Nella politica, come nella vita, è raro trovare chi abbia il coraggio di ammettere un errore e chiedere scusa. Molto più frequente è la tendenza a scaricare la colpa sugli altri, sul destino o su circostanze incontrollabili. In questo contesto, non sorprende che alcune leggi rimangano in vigore anche quando non producono i risultati sperati.
Sbagliare è umano, mentre continuare ( a sbagliare) è diabolico |
In Italia, esempi emblematici sono la legge Merlin, che abolì le case chiuse, e la legge Basaglia, che riformò la psichiatria. Entrambe furono celebrate come “conquiste di civiltà”, ma entrambe hanno incontrato difficoltà pratiche che ne hanno limitato l’efficacia. Eppure, gli eredi politici di chi le approvò continuano a difenderle, raramente ammettendo i limiti o i fallimenti. Il risultato è che la legge diventa quasi sacra, mentre il reale impatto sociale viene spesso ignorato o minimizzato.
Questo fenomeno non riguarda solo l’Italia. Ovunque la politica si muova tra ideali e realtà, emerge la stessa tendenza: attribuire i fallimenti a fattori esterni, evitare l’autocritica e difendere a priori ciò che è stato deciso. Ma se la politica non è capace di riconoscere i propri errori, come può davvero correggersi e migliorare?
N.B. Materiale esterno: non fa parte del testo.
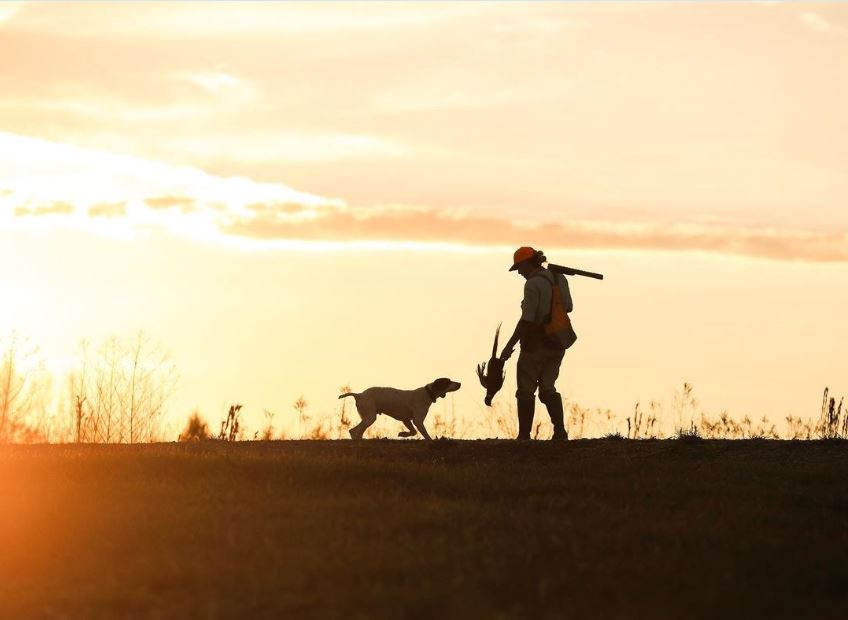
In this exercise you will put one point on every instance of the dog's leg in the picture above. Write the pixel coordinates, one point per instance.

Riflettere su questo meccanismo è essenziale. Non si tratta di negare il valore simbolico di leggi o riforme, ma di capire che una “conquista di civiltà” non si misura solo nelle intenzioni o nei titoli dei giornali, bensì nei risultati concreti e nel benessere reale delle persone. Solo allora la politica smetterà di essere un monumento all’orgoglio e diventerà uno strumento di reale progresso.